The composer Guiseppe Verdi wrote the opera ‘La Forza del Destino’ (The Power of Destiny). As Shakespeare and the Greek dramatists have taught us, man is not always in control of his own destiny. In Verdi’s opera, based on a Spanish drama, the power of destiny contrives at every turn to frustrate the happiness of Leonora and Alvaro. In 1960 at the Metropolitan Opera, the famous baritone Leonard Warren collapsed and died during a performance of the opera in New York. The supposed curse reportedly kept Luciano Pavarotti from ever performing the opera and the tenor Franco Corelli used to follow small rituals during a performance to avoid bad luck.

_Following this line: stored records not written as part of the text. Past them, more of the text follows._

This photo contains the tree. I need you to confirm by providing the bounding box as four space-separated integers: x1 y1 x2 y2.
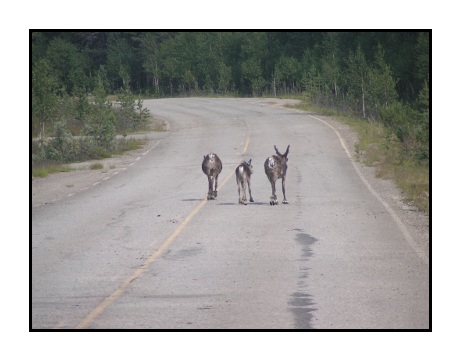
346 46 369 118
32 59 61 136
368 45 398 110
241 58 264 96
217 61 232 94
240 33 270 95
107 35 135 90
140 32 162 94
274 55 301 94
414 32 430 95
300 48 322 100
415 79 430 159
45 37 90 95
321 32 341 97
84 66 116 149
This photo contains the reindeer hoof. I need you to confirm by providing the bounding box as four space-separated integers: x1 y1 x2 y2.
212 191 218 198
207 194 214 200
282 200 289 204
249 198 254 203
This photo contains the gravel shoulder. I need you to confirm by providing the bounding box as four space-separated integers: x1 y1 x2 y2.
303 111 429 262
32 132 168 208
32 98 429 260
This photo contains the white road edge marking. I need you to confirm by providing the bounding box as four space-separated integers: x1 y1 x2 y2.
33 140 163 208
309 114 428 265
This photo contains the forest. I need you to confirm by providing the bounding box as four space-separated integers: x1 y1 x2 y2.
31 31 430 166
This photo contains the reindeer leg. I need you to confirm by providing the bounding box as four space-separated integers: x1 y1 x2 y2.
248 179 254 202
213 174 219 198
237 181 243 204
282 176 288 204
270 180 277 205
241 181 247 205
207 176 214 200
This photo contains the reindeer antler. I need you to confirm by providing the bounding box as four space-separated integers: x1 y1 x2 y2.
274 145 290 157
284 145 290 157
274 145 282 157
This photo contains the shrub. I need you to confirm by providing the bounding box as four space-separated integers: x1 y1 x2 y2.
90 163 103 170
83 106 116 150
50 119 73 162
378 102 428 163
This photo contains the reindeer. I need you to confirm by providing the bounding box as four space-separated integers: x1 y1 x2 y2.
202 153 222 200
264 145 290 205
235 159 254 205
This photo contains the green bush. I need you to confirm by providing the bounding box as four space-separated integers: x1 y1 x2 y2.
378 102 428 163
83 106 116 150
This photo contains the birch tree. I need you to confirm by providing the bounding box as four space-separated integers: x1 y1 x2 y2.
346 46 369 118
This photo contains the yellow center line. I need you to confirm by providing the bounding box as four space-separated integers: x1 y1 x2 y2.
76 132 250 329
242 132 250 154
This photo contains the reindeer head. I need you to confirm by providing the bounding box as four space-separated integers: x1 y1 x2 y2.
204 153 216 162
243 159 253 174
274 145 290 162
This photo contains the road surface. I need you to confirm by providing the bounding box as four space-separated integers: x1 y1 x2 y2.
31 98 429 329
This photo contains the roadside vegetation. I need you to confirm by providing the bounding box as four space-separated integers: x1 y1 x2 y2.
32 164 74 178
294 100 429 213
32 61 160 176
31 31 429 213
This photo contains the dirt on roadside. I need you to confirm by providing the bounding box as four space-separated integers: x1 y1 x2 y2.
32 143 153 208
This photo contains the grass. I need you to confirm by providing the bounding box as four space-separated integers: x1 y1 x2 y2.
113 138 147 154
90 163 103 170
32 138 147 178
150 118 168 132
32 165 74 178
294 101 429 214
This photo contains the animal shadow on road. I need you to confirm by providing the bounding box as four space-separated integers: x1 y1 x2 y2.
181 199 267 205
218 201 266 206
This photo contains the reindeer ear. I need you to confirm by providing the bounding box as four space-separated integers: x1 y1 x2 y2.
285 145 290 156
248 159 252 164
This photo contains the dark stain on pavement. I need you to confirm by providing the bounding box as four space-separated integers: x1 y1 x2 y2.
289 229 318 329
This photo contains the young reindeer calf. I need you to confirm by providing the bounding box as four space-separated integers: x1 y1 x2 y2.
264 145 290 205
235 159 254 205
202 153 222 200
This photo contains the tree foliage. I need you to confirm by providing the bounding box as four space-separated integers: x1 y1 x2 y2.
32 59 61 135
31 31 429 102
31 31 430 163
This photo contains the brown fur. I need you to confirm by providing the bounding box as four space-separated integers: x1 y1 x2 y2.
235 159 254 205
264 145 290 205
202 153 222 200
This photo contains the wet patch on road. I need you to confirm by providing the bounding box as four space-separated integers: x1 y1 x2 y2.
289 292 316 329
162 246 203 261
289 229 318 329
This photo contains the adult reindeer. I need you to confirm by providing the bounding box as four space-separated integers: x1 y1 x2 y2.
264 145 290 205
235 159 254 205
202 153 222 200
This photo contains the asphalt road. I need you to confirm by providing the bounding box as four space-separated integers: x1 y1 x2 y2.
31 98 429 329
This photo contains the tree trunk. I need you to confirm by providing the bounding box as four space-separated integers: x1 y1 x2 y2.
361 84 366 119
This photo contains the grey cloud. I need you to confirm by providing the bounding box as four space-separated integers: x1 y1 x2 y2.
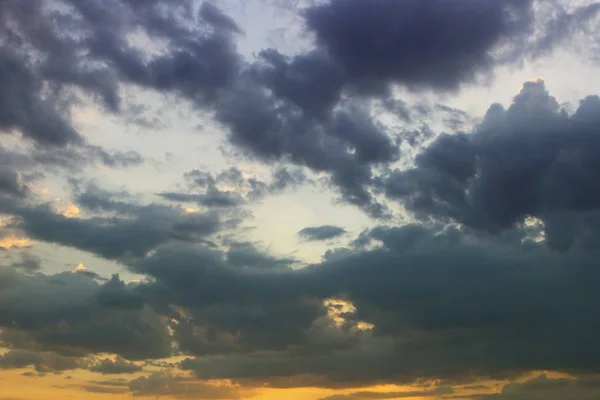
319 386 454 400
199 2 242 33
525 2 600 59
0 268 172 360
252 49 345 119
162 166 311 208
132 243 326 356
0 184 225 261
225 241 297 269
4 220 600 387
0 144 143 172
382 80 600 250
80 385 128 394
0 167 28 199
164 224 600 387
128 372 242 399
304 0 534 93
89 356 142 375
8 252 41 274
11 203 220 260
472 374 600 400
0 350 83 373
215 78 391 217
298 225 347 241
0 0 240 154
0 48 82 146
158 191 243 208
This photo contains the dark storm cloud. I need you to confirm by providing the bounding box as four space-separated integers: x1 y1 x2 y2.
165 224 600 387
0 267 172 360
4 220 600 386
382 80 600 250
298 225 346 241
303 0 534 93
89 356 142 375
131 243 327 356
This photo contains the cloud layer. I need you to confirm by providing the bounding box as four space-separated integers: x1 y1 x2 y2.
2 0 600 399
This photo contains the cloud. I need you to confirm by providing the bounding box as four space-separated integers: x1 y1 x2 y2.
89 356 142 375
303 0 534 93
215 81 393 217
318 386 454 400
0 185 225 261
0 268 172 360
7 252 41 274
167 224 600 387
128 372 243 399
0 350 83 373
0 48 82 146
225 241 297 269
471 374 600 400
0 143 143 172
0 167 29 199
3 214 600 388
298 225 347 241
2 0 600 396
199 2 242 33
382 79 600 250
160 166 311 208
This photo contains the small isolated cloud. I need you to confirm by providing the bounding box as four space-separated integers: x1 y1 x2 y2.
298 225 347 241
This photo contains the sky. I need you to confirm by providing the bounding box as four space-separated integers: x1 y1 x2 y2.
1 0 600 399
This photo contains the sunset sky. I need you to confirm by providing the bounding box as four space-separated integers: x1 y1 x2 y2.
2 0 600 399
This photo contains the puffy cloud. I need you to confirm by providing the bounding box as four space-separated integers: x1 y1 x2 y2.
303 0 534 93
382 80 600 250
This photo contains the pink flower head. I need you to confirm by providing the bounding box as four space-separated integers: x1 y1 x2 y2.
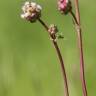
58 0 72 14
21 1 42 22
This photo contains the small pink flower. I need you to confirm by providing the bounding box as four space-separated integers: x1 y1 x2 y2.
48 24 58 35
58 0 72 14
21 1 42 22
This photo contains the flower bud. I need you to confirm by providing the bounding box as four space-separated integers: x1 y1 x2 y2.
48 24 58 35
58 0 72 14
21 1 42 22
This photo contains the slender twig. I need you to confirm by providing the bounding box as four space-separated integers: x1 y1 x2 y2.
70 0 88 96
38 18 69 96
70 10 78 25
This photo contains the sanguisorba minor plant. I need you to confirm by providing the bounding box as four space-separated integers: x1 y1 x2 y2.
21 1 69 96
58 0 88 96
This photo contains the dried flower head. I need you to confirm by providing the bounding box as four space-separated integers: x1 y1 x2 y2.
48 24 58 35
58 0 72 14
21 1 42 22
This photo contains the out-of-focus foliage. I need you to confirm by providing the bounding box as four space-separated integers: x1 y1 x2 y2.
0 0 96 96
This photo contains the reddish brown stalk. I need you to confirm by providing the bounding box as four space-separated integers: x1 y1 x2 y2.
71 0 88 96
38 18 69 96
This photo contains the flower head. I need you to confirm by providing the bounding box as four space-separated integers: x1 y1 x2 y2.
21 1 42 22
58 0 72 14
48 24 58 35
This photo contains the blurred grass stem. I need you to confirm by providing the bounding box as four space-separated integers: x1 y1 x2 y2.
70 0 88 96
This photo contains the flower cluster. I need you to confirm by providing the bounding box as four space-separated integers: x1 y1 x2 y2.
58 0 72 14
48 24 58 41
48 24 58 35
21 1 42 22
20 1 87 96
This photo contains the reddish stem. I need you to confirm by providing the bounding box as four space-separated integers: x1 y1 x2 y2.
38 18 69 96
73 0 88 96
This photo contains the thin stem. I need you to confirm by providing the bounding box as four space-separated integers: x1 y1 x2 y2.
52 41 69 96
70 10 78 25
74 0 80 24
72 0 88 96
38 18 69 96
38 18 48 30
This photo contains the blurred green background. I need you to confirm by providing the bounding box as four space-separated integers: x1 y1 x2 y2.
0 0 96 96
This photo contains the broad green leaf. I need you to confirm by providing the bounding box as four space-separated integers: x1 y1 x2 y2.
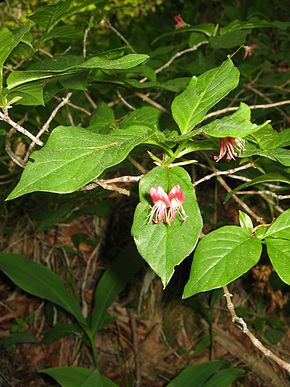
7 54 149 89
29 0 72 32
39 25 82 44
41 367 117 387
204 368 244 387
239 211 253 232
210 30 250 49
202 103 269 138
0 23 31 90
167 360 228 387
87 102 115 133
81 54 149 70
250 124 279 150
131 166 203 287
0 253 86 325
171 59 239 134
266 239 290 285
264 209 290 239
183 227 262 297
120 106 161 130
225 173 290 202
90 245 144 334
7 125 153 200
264 148 290 166
6 82 45 106
42 323 82 344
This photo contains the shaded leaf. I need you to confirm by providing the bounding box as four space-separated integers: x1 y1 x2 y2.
266 239 290 285
0 253 86 325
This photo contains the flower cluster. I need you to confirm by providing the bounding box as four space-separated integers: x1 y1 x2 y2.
148 185 187 224
214 137 245 162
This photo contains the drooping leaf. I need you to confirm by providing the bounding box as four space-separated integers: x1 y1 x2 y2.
42 323 82 344
7 125 153 200
202 103 269 138
171 59 239 134
6 82 45 106
210 30 250 49
167 360 229 387
266 239 290 285
183 226 262 297
0 23 31 90
0 253 86 325
40 367 117 387
131 166 203 287
264 209 290 240
7 54 150 89
204 367 244 387
220 19 271 34
90 245 144 334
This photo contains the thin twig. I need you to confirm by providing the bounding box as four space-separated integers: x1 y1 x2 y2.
139 41 209 83
116 90 136 110
84 91 97 109
54 96 91 116
223 286 290 374
237 190 290 201
203 100 290 121
106 20 136 53
193 163 254 187
0 111 43 146
81 175 143 194
134 92 168 113
23 92 72 163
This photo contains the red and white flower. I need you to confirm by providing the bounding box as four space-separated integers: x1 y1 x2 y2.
214 137 245 162
243 44 257 60
148 185 187 224
168 185 188 223
148 186 170 223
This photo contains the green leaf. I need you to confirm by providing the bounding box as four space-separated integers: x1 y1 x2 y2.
225 173 290 202
120 106 161 130
239 211 253 232
202 103 269 138
87 102 115 133
1 332 38 349
7 54 149 89
171 59 239 134
183 227 262 297
6 82 45 106
263 148 290 166
266 239 290 285
0 253 86 325
264 209 290 239
220 19 271 34
90 245 144 334
40 367 117 387
7 125 153 200
42 323 82 344
167 360 228 387
210 30 250 49
204 368 244 387
131 166 203 288
81 54 149 70
0 23 31 90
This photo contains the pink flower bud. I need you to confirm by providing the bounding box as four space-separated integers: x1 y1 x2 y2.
243 44 257 60
175 15 186 29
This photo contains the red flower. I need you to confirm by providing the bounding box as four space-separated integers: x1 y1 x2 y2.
174 15 186 29
214 137 245 162
243 44 257 60
148 185 187 224
148 186 170 223
168 185 188 223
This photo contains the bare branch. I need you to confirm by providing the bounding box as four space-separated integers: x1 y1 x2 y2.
203 100 290 121
135 92 168 113
81 175 143 194
117 90 136 110
106 20 136 53
223 285 290 375
0 111 43 146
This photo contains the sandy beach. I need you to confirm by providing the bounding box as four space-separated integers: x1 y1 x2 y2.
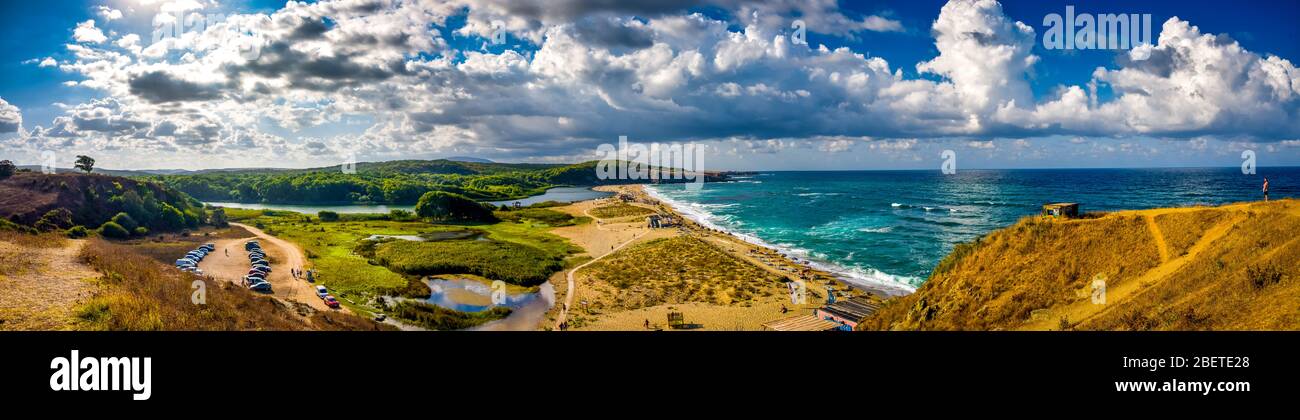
542 184 884 331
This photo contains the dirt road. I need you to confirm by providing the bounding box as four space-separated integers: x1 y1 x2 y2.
0 239 98 330
200 223 337 313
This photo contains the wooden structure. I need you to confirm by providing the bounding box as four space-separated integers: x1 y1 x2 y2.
813 296 882 330
1041 202 1079 218
762 315 841 331
667 312 686 329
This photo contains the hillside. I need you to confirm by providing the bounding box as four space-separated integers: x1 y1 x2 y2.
0 172 208 233
144 159 730 205
862 199 1300 331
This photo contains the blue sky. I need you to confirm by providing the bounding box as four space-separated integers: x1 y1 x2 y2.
0 0 1297 170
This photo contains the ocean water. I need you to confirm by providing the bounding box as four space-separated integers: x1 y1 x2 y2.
647 167 1299 293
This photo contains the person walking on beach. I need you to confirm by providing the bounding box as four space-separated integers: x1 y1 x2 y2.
1262 177 1270 201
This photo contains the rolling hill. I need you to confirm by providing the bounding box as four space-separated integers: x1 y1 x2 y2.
861 199 1300 331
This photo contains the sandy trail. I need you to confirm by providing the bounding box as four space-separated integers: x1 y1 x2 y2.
200 223 337 313
1019 209 1244 330
0 239 98 330
553 204 652 329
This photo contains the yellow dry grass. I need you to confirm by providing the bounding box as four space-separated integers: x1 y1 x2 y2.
864 199 1300 331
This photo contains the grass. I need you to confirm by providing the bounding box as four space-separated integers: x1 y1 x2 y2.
494 208 588 227
229 208 581 314
588 203 655 219
374 239 564 286
576 235 787 311
1154 209 1226 257
248 217 415 310
865 200 1300 331
74 239 385 330
862 214 1162 331
1084 201 1300 330
389 300 511 330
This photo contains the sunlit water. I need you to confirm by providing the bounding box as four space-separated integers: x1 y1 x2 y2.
648 167 1298 293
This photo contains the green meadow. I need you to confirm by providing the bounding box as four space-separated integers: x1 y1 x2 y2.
224 207 584 323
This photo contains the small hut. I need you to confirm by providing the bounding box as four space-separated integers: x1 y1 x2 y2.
1041 203 1079 218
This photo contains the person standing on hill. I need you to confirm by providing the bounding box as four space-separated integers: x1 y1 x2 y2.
1263 177 1270 201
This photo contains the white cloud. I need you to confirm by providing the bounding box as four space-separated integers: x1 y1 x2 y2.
17 0 1300 167
861 15 904 32
73 20 108 44
96 6 123 21
0 98 23 133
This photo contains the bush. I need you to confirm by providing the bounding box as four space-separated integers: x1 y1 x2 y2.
0 160 14 179
159 204 185 231
110 212 139 232
66 226 89 238
133 227 149 236
389 209 413 221
35 208 75 232
374 239 563 286
390 300 511 330
318 211 340 222
414 191 498 223
1246 264 1284 289
98 221 130 239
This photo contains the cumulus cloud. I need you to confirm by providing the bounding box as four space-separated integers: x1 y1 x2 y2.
16 0 1300 167
73 20 108 44
96 6 123 21
0 98 21 133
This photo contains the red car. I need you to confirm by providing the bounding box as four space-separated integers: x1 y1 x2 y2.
322 295 340 309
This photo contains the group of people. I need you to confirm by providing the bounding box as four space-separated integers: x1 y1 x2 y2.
291 267 316 282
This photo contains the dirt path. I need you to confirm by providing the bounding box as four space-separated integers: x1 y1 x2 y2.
1020 210 1243 330
200 223 337 313
0 239 98 330
553 205 652 330
1145 215 1171 263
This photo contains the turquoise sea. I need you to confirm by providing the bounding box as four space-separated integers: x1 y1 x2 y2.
647 167 1298 293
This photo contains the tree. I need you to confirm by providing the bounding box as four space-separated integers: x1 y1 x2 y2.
414 191 497 223
318 210 340 222
0 160 15 179
209 207 229 227
74 155 95 173
159 203 185 230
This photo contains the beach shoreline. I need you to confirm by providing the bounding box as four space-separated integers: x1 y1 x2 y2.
639 183 915 298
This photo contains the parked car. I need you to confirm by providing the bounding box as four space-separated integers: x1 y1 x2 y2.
322 295 340 308
248 281 272 292
315 286 328 298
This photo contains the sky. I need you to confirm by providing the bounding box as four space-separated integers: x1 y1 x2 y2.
0 0 1298 171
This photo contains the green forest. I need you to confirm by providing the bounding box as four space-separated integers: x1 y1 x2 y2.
144 160 565 204
142 159 720 204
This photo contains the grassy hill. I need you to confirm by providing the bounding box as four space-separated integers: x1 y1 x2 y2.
143 159 730 205
0 172 208 233
862 199 1300 331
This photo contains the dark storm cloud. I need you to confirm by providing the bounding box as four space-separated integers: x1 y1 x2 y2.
229 42 406 92
128 71 225 103
572 17 654 49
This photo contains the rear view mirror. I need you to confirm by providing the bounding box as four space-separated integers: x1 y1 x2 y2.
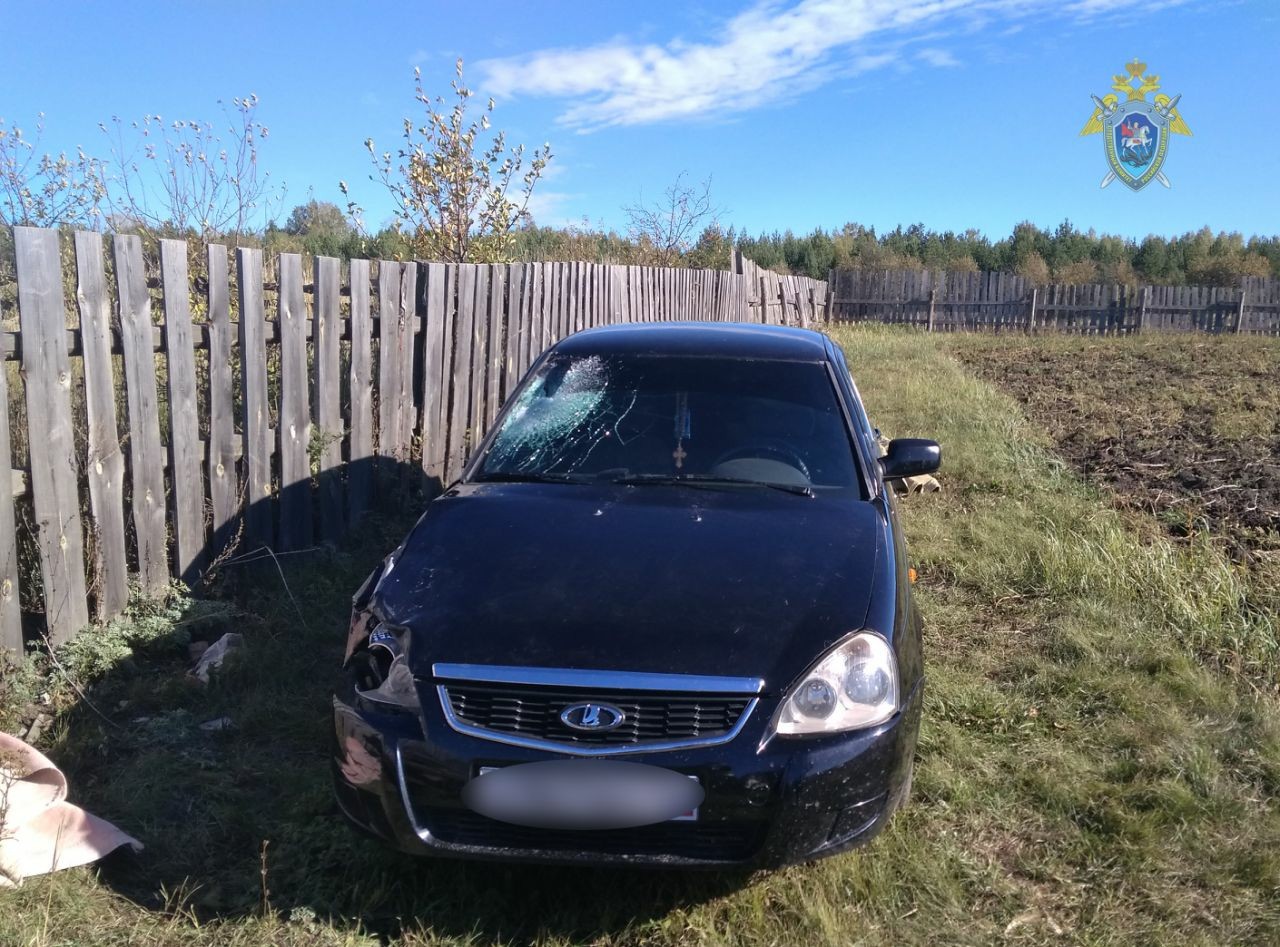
879 438 941 480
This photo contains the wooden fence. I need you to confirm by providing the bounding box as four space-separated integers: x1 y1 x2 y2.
827 268 1280 334
0 227 828 651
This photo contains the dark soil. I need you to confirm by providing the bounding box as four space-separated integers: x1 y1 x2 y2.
952 334 1280 566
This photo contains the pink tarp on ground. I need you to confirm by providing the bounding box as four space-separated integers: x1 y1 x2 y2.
0 731 142 887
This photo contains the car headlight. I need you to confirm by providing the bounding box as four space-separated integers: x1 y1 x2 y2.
352 622 421 715
772 632 899 735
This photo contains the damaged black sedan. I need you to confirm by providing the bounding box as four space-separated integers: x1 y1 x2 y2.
334 322 940 867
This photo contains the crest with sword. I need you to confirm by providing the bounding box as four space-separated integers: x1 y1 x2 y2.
1080 59 1192 191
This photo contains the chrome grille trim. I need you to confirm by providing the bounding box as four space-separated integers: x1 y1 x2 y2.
438 686 758 756
431 663 765 695
433 664 763 755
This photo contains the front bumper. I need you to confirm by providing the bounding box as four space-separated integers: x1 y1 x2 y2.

You can imagine William Shakespeare had something to say about destiny, and you’d be right. For instance – “This above all; to thine own self be true. And this must follow, as the night the day. Thou canst not then be false to any man. It is not in the stars to hold our destiny but in ourselves.” This was from ‘Hamlet’ and then we have: “We know what we are but know not what we may be.” Knowing what we are, who we are, is essential to knowing how to be oneself (PC 399 Why Can’t I just be Me? July 2024)

And who could forget Destiny’s Child, the name of an R&B/Soul Quartet that formed in 1990? Its most famous member was Beyoncé Knowles and I’m told its hits included ‘Say My Name’ and ‘Survivor’.  I am more likely to remember the hits of Paul Anka, a Canadian singer born in 1941, particularly ‘You Are My Destiny’, the first line of which goes “You are my destiny, you share my reverie, you are my dream come true, that’s what you are.”

Finally John Dryden, England’s first Poet Laureate (1631 – 1700), wrote of fate:

“Tis fate that flings the dice,

And as she flings

Of kings makes peasants,

And of peasants kings.”

So was it fate that caused you to read this postcard ….. or destiny?

Richard 13th September 2024

Hove

www.postcardscribbles.co.uk

Note 1 Other nations have the same saying. For instance the Czechs think it’s all Spanish and the Dutch ‘That’s Chinese to me’ (Dat is Chinees voor mij)!

Note 2 Clotho’s Roman equivalent was Nona, a goddess called upon during the 9th month of pregnancy.

Note 3 In Shakespeare’s Macbeth the weird sisters were prophetesses, but also known as the three witches.